Croizet Cuvee Leonie 1858 Cognac
The bottle 1858 Croizet Cuvée, retailed at a whopping huge price tag of $156,700, took the record with the Guinness Book of World Records at the world’s most expensive Cognac.
This is a very special bottle from one of the finest Cognac-producing houses. Croizet Croizet Cuvée Léonie is made up with the oldest, most precious eaux-de-vie in the company’s paradis – this producer’s ultimate cuvée is one of the world’s most exclusive Cognacs. The bottles themselves are the original blown glass, heavy, deep yellowish-brown.

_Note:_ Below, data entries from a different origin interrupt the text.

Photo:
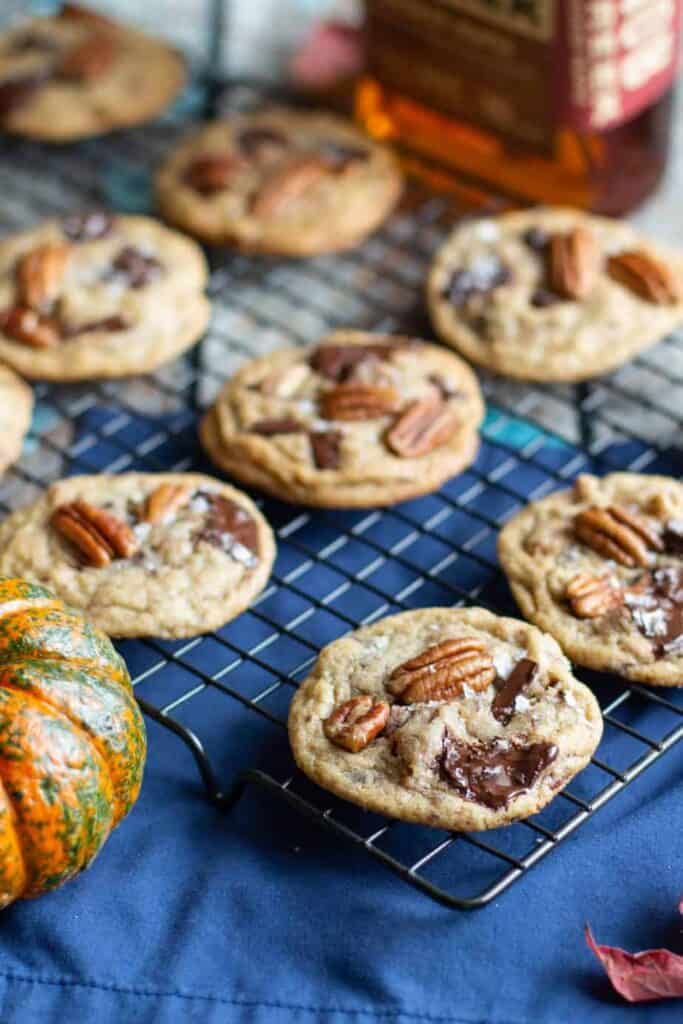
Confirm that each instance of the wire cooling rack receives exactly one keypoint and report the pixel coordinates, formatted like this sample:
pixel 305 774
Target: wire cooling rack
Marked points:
pixel 226 695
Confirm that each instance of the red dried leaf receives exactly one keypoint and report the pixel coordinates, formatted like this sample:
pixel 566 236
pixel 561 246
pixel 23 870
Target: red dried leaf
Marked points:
pixel 653 974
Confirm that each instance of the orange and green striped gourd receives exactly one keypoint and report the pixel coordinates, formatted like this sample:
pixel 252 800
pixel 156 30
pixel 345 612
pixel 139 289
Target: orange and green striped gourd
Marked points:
pixel 72 741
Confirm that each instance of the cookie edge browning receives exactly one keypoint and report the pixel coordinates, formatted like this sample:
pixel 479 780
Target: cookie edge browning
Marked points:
pixel 524 582
pixel 456 334
pixel 217 235
pixel 245 467
pixel 242 597
pixel 413 806
pixel 53 134
pixel 37 365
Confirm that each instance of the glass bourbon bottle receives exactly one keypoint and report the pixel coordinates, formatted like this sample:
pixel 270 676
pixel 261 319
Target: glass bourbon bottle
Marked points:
pixel 563 101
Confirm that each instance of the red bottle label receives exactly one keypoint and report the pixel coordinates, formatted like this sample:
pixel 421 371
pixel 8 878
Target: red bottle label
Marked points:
pixel 615 57
pixel 522 68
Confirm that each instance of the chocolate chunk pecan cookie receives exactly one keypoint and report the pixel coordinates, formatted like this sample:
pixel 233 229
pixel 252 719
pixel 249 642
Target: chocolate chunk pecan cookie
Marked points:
pixel 553 295
pixel 79 74
pixel 600 567
pixel 143 554
pixel 98 295
pixel 280 181
pixel 447 717
pixel 360 420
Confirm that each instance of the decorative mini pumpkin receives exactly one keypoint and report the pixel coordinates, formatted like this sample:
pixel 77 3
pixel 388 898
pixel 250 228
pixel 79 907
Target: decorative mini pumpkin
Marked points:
pixel 72 741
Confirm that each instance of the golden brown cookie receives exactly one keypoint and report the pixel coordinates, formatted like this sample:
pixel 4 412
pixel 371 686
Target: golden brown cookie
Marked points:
pixel 600 567
pixel 357 421
pixel 98 295
pixel 79 74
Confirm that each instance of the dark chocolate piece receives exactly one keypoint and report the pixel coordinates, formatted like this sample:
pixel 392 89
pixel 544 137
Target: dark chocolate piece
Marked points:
pixel 656 608
pixel 544 297
pixel 87 225
pixel 338 156
pixel 503 707
pixel 29 41
pixel 326 449
pixel 338 361
pixel 673 537
pixel 445 390
pixel 16 91
pixel 137 268
pixel 493 773
pixel 115 323
pixel 536 239
pixel 253 141
pixel 269 428
pixel 226 517
pixel 484 276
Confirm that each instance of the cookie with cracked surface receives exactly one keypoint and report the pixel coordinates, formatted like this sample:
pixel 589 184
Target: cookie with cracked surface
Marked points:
pixel 359 420
pixel 280 181
pixel 15 410
pixel 449 717
pixel 553 294
pixel 98 295
pixel 600 567
pixel 143 554
pixel 78 75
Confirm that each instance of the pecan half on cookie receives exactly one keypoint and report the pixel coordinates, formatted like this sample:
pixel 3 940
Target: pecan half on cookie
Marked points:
pixel 357 421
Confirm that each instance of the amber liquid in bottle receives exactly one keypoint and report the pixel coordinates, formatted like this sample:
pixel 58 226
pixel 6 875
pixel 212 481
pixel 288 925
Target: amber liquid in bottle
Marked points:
pixel 608 171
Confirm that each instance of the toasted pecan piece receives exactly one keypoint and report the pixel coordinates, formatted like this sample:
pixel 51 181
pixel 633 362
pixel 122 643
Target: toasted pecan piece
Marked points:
pixel 166 500
pixel 424 426
pixel 90 59
pixel 617 534
pixel 212 172
pixel 572 263
pixel 30 328
pixel 40 272
pixel 441 671
pixel 648 276
pixel 358 401
pixel 356 722
pixel 98 535
pixel 284 382
pixel 591 596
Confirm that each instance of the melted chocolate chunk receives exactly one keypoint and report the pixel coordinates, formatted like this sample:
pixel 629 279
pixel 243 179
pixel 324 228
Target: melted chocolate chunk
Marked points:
pixel 503 707
pixel 493 773
pixel 543 297
pixel 226 520
pixel 536 239
pixel 444 388
pixel 484 276
pixel 113 324
pixel 656 608
pixel 253 141
pixel 137 268
pixel 326 449
pixel 338 361
pixel 338 156
pixel 87 225
pixel 673 537
pixel 16 91
pixel 269 428
pixel 28 42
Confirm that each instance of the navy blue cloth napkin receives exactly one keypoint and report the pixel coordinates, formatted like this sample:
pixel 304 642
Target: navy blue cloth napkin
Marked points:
pixel 258 916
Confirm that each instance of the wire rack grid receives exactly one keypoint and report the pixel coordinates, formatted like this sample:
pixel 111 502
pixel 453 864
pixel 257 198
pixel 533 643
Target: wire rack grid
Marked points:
pixel 226 695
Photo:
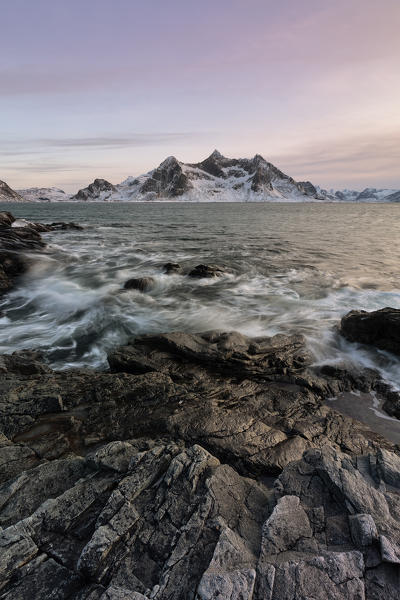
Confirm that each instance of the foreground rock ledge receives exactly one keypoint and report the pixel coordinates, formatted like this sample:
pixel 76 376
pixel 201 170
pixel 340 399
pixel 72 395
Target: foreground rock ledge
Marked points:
pixel 202 467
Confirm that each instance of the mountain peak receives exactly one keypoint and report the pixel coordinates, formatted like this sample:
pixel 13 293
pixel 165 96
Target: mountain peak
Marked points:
pixel 216 155
pixel 170 161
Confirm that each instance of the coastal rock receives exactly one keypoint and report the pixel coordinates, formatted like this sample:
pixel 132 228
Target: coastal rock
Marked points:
pixel 143 284
pixel 201 466
pixel 206 271
pixel 7 194
pixel 6 219
pixel 380 328
pixel 14 243
pixel 172 268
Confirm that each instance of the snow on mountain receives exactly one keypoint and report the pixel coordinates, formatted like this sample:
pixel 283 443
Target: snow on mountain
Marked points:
pixel 99 191
pixel 9 195
pixel 374 195
pixel 44 195
pixel 216 178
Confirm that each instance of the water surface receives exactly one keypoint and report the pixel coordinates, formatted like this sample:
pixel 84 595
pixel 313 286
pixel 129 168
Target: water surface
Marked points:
pixel 294 267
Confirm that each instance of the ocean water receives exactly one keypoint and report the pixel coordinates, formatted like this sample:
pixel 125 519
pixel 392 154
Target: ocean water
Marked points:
pixel 292 268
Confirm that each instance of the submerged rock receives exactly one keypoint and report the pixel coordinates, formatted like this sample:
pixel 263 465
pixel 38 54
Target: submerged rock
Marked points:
pixel 206 271
pixel 172 268
pixel 143 284
pixel 380 328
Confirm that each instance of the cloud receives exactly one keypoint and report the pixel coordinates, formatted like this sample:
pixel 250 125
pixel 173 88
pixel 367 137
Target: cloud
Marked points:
pixel 352 158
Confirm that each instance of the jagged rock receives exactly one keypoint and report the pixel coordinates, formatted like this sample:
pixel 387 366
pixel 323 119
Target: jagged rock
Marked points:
pixel 143 284
pixel 206 271
pixel 6 219
pixel 172 268
pixel 363 530
pixel 14 242
pixel 100 189
pixel 7 194
pixel 135 482
pixel 380 328
pixel 167 180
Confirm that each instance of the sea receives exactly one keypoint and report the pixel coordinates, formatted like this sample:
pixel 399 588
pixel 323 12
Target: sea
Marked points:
pixel 289 268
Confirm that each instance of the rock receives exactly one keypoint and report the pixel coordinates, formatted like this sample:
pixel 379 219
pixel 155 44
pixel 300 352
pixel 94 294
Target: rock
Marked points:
pixel 206 271
pixel 100 189
pixel 172 268
pixel 380 328
pixel 143 284
pixel 6 219
pixel 201 466
pixel 14 242
pixel 65 226
pixel 7 194
pixel 363 530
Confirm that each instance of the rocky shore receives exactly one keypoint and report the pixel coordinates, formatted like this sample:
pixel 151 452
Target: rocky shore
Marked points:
pixel 199 466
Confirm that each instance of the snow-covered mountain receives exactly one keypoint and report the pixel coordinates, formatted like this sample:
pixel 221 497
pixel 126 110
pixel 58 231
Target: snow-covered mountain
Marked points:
pixel 44 195
pixel 7 194
pixel 215 179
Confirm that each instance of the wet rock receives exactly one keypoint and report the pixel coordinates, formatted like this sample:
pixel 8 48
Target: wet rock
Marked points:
pixel 206 271
pixel 143 284
pixel 172 268
pixel 380 328
pixel 6 219
pixel 14 243
pixel 202 466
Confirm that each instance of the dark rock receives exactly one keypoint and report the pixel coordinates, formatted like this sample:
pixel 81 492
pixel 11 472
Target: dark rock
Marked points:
pixel 168 180
pixel 95 191
pixel 206 271
pixel 203 466
pixel 14 242
pixel 380 328
pixel 172 268
pixel 6 219
pixel 143 284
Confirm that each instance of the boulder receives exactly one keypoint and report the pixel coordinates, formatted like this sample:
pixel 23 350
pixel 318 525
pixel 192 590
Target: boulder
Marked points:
pixel 143 284
pixel 380 328
pixel 172 268
pixel 206 271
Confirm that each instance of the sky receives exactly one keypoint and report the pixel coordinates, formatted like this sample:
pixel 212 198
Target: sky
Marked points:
pixel 109 88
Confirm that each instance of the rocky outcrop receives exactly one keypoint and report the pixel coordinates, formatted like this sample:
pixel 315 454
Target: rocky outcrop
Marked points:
pixel 100 189
pixel 380 328
pixel 135 484
pixel 206 271
pixel 7 194
pixel 200 466
pixel 143 284
pixel 172 268
pixel 14 243
pixel 17 239
pixel 167 180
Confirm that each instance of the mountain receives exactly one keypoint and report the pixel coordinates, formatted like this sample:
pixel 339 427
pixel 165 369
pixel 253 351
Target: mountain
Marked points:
pixel 99 190
pixel 9 195
pixel 216 178
pixel 44 195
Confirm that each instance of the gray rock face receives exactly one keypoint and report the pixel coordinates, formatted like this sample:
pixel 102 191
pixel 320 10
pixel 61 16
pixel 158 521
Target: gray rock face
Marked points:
pixel 380 328
pixel 202 466
pixel 7 194
pixel 167 180
pixel 14 243
pixel 140 283
pixel 100 189
pixel 206 271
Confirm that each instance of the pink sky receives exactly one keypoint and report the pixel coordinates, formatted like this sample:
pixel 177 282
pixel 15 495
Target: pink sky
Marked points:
pixel 99 89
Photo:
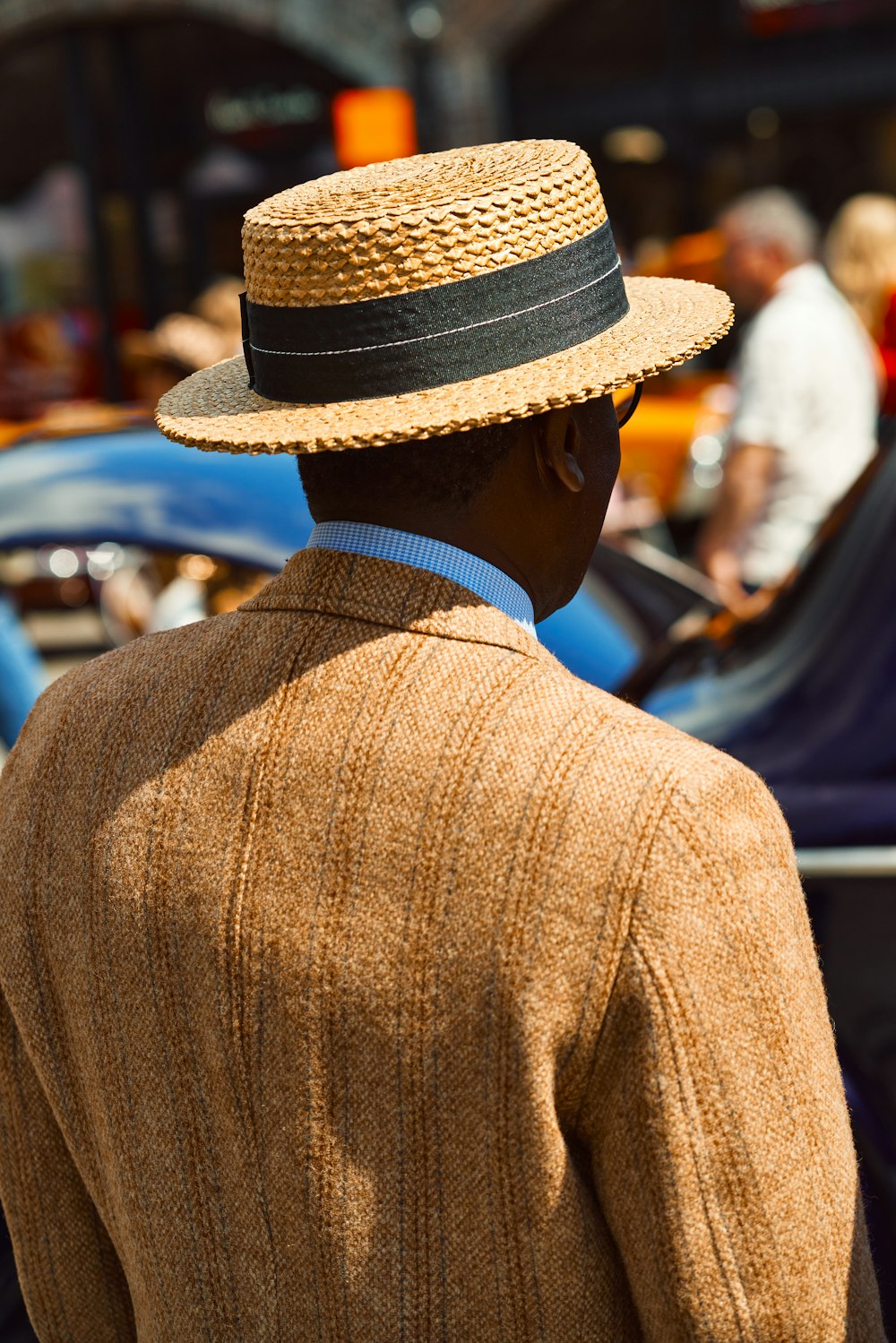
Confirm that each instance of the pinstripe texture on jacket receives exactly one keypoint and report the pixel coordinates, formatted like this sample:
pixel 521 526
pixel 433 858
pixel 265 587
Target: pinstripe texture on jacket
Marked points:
pixel 368 977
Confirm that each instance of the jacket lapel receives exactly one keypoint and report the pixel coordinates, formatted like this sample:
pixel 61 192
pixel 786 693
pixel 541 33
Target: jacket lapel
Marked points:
pixel 359 587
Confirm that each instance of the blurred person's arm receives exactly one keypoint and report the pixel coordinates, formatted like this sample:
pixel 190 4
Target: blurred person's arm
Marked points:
pixel 715 1115
pixel 748 471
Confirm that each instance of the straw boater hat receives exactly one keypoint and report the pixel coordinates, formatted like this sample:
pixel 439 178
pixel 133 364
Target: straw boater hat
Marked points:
pixel 433 295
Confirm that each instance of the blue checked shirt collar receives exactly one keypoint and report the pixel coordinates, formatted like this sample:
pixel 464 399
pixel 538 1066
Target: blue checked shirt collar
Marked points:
pixel 422 552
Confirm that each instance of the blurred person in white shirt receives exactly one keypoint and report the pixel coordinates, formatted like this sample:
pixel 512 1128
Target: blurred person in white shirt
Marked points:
pixel 806 417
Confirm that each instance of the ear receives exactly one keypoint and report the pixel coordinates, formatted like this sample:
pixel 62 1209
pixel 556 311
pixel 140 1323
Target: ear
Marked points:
pixel 557 449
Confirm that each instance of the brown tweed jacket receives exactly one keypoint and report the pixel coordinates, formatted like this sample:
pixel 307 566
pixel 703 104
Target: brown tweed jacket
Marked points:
pixel 367 977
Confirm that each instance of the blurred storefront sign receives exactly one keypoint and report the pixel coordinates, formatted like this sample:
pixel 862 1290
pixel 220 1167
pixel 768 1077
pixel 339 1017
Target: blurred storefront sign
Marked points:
pixel 263 108
pixel 769 18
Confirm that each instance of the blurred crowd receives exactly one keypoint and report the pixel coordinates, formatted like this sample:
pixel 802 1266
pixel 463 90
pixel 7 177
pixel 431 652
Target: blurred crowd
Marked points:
pixel 797 417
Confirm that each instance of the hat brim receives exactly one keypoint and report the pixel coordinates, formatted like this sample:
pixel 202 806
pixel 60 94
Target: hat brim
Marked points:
pixel 668 323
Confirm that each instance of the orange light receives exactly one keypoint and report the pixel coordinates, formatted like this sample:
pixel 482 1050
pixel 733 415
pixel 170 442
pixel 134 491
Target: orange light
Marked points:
pixel 371 125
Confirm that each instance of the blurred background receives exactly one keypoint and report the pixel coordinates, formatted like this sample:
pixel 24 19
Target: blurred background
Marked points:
pixel 137 132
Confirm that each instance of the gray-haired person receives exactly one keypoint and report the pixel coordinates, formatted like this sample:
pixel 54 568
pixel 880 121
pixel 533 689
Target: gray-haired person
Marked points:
pixel 805 423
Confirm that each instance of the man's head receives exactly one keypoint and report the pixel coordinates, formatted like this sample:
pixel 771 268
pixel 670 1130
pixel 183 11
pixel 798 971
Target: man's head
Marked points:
pixel 766 234
pixel 528 495
pixel 419 301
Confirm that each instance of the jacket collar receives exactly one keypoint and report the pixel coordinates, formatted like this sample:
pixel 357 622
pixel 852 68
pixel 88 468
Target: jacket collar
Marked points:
pixel 360 587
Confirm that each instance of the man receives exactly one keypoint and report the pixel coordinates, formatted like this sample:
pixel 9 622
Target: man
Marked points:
pixel 805 425
pixel 366 976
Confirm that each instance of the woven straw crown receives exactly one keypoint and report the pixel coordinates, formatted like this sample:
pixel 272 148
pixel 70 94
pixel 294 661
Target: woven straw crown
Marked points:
pixel 435 220
pixel 402 226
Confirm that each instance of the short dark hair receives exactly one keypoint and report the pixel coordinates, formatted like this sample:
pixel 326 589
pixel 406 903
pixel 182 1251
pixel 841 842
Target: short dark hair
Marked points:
pixel 449 470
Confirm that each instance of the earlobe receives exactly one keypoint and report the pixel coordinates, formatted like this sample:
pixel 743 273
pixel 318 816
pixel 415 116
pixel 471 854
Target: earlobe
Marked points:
pixel 575 474
pixel 559 449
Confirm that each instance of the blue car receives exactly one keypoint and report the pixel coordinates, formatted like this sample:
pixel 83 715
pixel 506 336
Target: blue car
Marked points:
pixel 805 694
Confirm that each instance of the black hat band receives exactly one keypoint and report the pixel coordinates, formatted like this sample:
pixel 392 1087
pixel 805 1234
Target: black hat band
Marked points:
pixel 432 337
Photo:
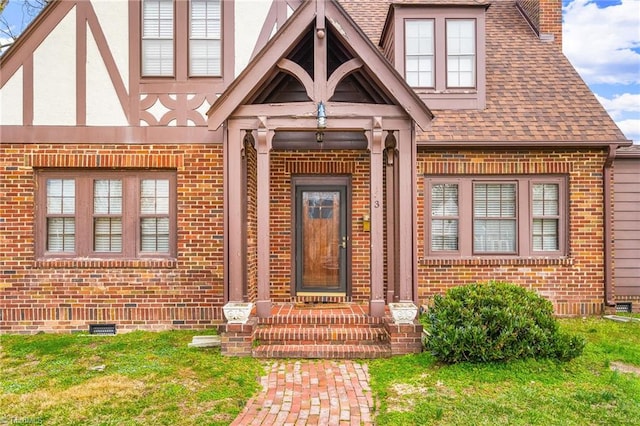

The Cognac was bottled from the 1858 harvest.
Of this, Lee Tachman – owner of Financial District Wine and Liquor – said, “What impresses me about this Cognac is that Croizet resisted the temptation to transfer this magnificent Cognac into a fancy modern bottle. It’s still in its original hand-blown glass bottle from 1858, with dust and dirt on it from the Paradis cave where it has been sitting for over 150 years.”
According to Gennady Agrest, President of Croizet Cognac Americas, the company chose Financial District Wine and Liquor as one of a handful of US outlets because owner Lee Tachman “understands and appreciates the history of the brand.” Agrest went on to explain that “Lee does a lot of business with high end liquor, and I have a lot of trust in him. To sell the world’s most expensive Cognac, we have to identify with the right sellers. Financial District Wines has a very impressive collection of other liquors and wines, and his clients are exactly the kind of people we want to experience our full line of Cognac Croizet, and give the opportunity to buy the 1858 Cuvée Léonie.”
Founded in 1805 by Leon Croizet, Cognac Croizet is one of the oldest cognac houses in the world. The producer bottles only single vintages, a rarity in the industry, skipping the bad years rather than blending grapes across vintages as is common practice. Today the brand is one of only three Cognacs that has never lost the right to commercialize single vintage Cognacs. As Agrest explained, “In 1963 there was a lot of fraud in the Cognac business, so the governing body stripped this distinction from all but three Cognacs. Croizet is one.”